Aggrenox

Hallo und Entschuldigung für meine vielen Fragen!
Ich habe den Arzt was vergessen zu fragen und nach dem, was da heute los war - solcher Betrieb, dass die Sprechstundenhilfen total genervt waren! - rufe ich nur ungern jetzt an. Vielleicht kann die Frage hier ganz leicht beantwortet werden:
Meine Schwiegermutter nimmt Marcumar und seit kurzem auch noch Aggrenox (1-o-1) wegen beidseitiger Verengung der Halsschlagadern. Jetzt hat sie nächsten Freitag einen „blutigen“ Termin beim Zahnarzt, deshalb wird Marcumar abgesetzt und ich gebe stattdessen Thrombosespritzen. Aggrenox wirkt aber ebenfalls blutverdünnend, was ihr in diesem Brett besser wisst als ich, indem es das Zusammenkleben von Blutplättchen verhindert, also die Entstehung von Thrombosen. Oder so :smile: Kann das nicht gefährlich werden bei einer Zahnbehandlung? Ich will dem Arzt beileibe nichts unterstellen, aber im Gedränge kann schon mal was übersehen werden. Ich habe auch schon erlebt, einige Male, dass etwas übersehen wurde, aber - um Einwände vorwegzunehmen - Ärzte und Sprechstundenhilfen sind halt auch nur Menschen :wink:

Gruß,
Eva

Hallo Eva,

Aggrenox hemmt tatsächlich recht effektiv die Thrombozytenaggregation, wird heutzutage aber bei operativen Eingriffen häufig nicht abgesetzt. Letztlich hängt es stark vom Eingriff ab, ob es sinnvoll ist Aggrenox zu beenden, leider ist es aber wenigen Zahnärzten bekannt, da es ein Mischpärparat ist, welches bei Versagen von ASS allein gern genommen wird und deshalb relativ selten verschrieben wird. Daher musst Du wohl zum Wohle Deiner Oma nochmal nerven, um sicher zu gehen.
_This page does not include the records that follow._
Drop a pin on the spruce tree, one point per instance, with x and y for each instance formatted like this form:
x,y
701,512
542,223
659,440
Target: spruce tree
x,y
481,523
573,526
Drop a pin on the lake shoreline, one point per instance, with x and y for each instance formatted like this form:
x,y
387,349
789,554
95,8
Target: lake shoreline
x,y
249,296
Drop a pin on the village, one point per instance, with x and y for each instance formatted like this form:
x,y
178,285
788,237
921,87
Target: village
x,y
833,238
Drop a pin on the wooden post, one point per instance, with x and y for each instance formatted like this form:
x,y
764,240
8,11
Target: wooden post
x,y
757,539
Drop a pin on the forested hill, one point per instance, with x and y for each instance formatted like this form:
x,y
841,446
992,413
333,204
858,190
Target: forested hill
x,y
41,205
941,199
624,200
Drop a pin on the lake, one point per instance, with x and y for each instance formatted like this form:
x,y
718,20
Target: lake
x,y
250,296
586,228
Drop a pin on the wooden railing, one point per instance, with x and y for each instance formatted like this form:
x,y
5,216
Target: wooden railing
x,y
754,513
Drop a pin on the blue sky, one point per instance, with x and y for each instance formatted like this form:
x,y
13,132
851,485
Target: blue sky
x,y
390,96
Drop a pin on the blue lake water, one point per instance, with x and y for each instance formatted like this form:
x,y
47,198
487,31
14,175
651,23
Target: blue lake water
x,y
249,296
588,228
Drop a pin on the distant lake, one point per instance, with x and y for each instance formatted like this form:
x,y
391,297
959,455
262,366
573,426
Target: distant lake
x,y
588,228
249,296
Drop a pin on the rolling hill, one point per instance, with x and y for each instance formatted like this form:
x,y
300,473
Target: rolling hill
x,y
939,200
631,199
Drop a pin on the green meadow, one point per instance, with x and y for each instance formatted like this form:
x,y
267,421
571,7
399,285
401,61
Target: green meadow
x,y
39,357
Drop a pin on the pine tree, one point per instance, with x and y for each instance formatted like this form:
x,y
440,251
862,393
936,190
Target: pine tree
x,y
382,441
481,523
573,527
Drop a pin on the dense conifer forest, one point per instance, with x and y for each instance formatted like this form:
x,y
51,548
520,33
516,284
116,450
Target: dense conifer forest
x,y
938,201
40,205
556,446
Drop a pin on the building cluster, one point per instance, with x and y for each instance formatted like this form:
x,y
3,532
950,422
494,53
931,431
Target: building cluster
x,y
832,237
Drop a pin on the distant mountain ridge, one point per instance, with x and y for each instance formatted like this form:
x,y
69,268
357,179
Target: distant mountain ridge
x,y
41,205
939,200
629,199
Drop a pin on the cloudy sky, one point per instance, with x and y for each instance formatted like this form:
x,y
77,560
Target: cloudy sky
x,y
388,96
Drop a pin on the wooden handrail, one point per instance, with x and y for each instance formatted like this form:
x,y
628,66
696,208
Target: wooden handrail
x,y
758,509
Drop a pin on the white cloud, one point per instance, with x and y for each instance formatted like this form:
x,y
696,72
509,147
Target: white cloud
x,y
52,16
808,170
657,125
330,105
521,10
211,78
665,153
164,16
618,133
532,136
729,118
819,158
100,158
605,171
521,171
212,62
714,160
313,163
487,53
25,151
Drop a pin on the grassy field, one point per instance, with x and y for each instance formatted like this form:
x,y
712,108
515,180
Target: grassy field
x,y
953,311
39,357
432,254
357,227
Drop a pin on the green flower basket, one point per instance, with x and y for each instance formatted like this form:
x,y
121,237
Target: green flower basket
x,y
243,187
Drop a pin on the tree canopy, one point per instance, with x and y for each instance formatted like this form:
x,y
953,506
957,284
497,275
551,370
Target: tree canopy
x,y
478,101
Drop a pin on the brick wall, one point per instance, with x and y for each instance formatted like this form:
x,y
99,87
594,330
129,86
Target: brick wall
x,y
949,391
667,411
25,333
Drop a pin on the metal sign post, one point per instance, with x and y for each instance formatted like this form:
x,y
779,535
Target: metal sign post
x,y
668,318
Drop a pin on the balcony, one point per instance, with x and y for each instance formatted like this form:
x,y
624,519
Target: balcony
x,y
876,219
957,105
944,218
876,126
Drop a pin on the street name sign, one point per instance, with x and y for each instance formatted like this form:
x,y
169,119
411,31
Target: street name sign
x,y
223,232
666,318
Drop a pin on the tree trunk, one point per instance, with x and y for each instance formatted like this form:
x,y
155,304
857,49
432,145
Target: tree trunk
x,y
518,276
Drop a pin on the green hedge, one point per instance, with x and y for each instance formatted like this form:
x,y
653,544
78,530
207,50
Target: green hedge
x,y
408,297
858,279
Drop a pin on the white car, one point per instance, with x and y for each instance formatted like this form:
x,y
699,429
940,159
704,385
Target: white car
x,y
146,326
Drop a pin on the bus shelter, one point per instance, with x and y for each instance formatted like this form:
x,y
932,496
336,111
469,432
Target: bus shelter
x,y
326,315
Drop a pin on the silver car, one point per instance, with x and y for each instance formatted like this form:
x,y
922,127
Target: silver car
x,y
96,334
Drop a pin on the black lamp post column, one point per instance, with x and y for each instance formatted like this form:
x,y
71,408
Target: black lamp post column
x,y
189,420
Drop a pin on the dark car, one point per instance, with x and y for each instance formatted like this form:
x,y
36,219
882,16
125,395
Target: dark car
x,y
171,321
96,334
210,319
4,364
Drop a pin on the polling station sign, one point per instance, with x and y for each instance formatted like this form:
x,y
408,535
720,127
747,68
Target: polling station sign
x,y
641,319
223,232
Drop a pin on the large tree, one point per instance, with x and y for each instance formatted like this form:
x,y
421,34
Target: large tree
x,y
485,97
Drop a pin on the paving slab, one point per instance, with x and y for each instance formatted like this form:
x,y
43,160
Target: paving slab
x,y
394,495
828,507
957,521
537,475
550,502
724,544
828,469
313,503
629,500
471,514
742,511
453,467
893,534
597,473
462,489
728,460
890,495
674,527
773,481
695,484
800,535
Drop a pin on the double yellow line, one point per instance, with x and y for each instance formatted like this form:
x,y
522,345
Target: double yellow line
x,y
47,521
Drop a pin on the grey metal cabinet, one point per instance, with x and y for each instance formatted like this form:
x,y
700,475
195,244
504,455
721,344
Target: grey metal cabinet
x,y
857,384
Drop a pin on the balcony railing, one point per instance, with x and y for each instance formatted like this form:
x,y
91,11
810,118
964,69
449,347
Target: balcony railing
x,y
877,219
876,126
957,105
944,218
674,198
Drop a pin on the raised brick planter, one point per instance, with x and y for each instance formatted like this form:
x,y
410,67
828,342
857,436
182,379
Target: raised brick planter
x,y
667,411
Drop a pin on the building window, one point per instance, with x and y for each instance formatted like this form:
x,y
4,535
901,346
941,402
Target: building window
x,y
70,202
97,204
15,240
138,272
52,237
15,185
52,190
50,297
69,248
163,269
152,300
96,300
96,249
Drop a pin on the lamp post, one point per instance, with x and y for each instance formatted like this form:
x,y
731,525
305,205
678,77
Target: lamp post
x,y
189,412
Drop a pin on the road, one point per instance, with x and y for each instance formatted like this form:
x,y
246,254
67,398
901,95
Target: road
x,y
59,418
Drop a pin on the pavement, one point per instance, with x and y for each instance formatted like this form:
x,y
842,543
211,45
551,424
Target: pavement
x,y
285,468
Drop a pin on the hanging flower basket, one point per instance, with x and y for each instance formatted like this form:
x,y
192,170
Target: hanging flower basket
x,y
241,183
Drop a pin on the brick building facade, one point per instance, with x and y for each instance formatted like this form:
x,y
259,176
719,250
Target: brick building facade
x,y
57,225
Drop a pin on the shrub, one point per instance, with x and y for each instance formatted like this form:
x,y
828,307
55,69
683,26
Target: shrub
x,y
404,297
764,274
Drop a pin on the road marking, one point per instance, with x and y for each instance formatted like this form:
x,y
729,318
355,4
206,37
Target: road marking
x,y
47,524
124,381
Noch ein Hinweis für Deine Oma: „Die Kombination einer oralen Antikoagulation [Marcumar] mit Thrombozytenfunktionshemmern [Aggrenox] […] sollte vermieden werden, da es hierbei zu vermehrten Blutungskomplikationen ohne Reduktion vaskulärer Ereignisse kommt (B).“ http://www.uni-duesseldorf.de/WWW/AWMF/ll/030-075.htm

Schöne Grüße an die Hausärzte :smile:.

Daher musst Du wohl zum Wohle Deiner Oma nochmal nerven, um
sicher zu gehen.

Hallo!
Seufz, werde ich tun müssen. Die eine Arzthelferin gestern hätte mich - glaube ich - am liebsten angebrüllt, so sehr stand sie unter Dampf :-/

sollte vermieden werden, da es hierbei zu
vermehrten Blutungskomplikationen ohne Reduktion vaskulärer
Ereignisse kommt (B)."

Das Aggrenox ist vor zwei Wochen im Krankenhaus verschrieben worden, wg. 50 % Verengung der Halsschlagadern beidseits. Die Hausärztin hatte vor der Einlieferung noch gemeint, vielleicht könnte man sogar das Marcumar absetzen, das ja auch nicht ohne wäre, wegen der Gefahr unbemerkter innerer Blutungen, jetzt hat Schwiegermutter das Aggrenox noch dazu bekommen!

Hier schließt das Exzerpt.